The paper "SparseMM: Head Sparsity Emerges from Visual Concept Responses in MLLMs" presents an incisive exploration into the sparsity phenomenon observed in Multimodal LLMs (MLLMs) and introduces SparseMM, a computationally efficient KV-Cache optimization framework. Authored by researchers from Tsinghua University and Tencent Hunyuan Research, the paper examines the attention mechanisms of MLLMs which integrate visual capabilities alongside traditional text processing.

Key Discoveries and Methodologies

The authors uncover that only a limited subset—approximately less than 5%—of attention heads in an MLLM, referred to as visual heads, actively contribute to visual understanding, facilitating the processing of visual inputs. This discovery challenges existing assumptions about the uniform contribution of attention heads toward multimodal comprehension. The paper proposes an innovative training-free framework to efficiently identify these visual heads by quantifying head-level visual relevance, a process pivotal for optimizing computational resources.

SparseMM leverages the identified sparsity in visual heads by implementing a KV-Cache optimization strategy. This involves asymmetric allocation of computational budgets according to visual relevance scores, emphasizing the retention of visual semantics without compromising on efficiency across multimodal tasks. Comparative evaluations with existing KV-Cache methods demonstrate SparseMM’s ability to achieve superior accuracy-efficiency trade-offs, delivering notable performance gains such as 1.38× real-time acceleration and 52% reduction in memory usage during generation processes in multimodal LLMs.

Implications and Future Directions

From a practical standpoint, the research informs the design of more computationally efficient MLLMs, significantly enhancing performance scalability in resource-constrained environments. These implications are of particular relevance in the context of deploying MLLMs for real-time applications that involve extensive visual data processing, such as high-resolution image and video tasks.

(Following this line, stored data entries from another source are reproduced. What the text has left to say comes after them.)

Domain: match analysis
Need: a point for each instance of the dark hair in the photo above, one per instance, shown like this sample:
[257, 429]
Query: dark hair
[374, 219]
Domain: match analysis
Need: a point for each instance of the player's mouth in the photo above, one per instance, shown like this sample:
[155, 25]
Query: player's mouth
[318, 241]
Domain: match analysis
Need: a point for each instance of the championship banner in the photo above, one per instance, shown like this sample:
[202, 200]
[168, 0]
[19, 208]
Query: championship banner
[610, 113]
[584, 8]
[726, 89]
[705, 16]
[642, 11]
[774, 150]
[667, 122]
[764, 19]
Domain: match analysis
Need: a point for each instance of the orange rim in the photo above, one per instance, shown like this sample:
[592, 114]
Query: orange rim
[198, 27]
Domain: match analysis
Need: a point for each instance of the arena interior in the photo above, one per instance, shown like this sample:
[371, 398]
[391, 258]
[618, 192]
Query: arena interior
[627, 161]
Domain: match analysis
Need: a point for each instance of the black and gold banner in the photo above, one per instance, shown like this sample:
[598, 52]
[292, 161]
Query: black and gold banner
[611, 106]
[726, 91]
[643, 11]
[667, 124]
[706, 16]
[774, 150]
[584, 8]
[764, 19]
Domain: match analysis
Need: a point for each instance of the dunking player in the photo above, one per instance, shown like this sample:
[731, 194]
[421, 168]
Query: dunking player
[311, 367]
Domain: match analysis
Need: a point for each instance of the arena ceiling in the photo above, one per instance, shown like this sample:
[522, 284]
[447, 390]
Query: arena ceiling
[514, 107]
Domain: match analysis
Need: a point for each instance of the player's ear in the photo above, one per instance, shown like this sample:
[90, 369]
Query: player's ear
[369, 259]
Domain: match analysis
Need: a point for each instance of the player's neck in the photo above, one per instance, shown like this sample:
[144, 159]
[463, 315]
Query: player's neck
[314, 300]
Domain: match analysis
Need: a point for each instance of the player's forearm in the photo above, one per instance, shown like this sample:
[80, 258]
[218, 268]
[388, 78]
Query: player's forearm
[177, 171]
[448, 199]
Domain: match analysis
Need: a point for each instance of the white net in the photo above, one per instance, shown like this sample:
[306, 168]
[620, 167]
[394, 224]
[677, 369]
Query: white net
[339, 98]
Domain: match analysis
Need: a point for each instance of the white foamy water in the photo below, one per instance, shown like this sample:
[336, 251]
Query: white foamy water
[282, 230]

Theoretically, the findings stimulate discourse on the nuanced roles of attention heads in multimodal learning, inviting further inquiry into optimal architecture designs that better harness the capabilities of visual heads. Future research can build upon SparseMM to investigate its application to other multimodal combinations beyond vision-language integration and explore adaptations for emerging AI models with even more complex input modalities.

In summary, the paper makes a compelling case for acknowledging the sparse distribution of attention heads dedicated to visual content processing, paving the way for more targeted approaches in optimizing MLLM performance. As AI systems increasingly engage with diverse data types and modalities, the insights provided by SparseMM can guide the advancement of next-generation models that withstand the demands of both computational intensity and multimodal comprehension.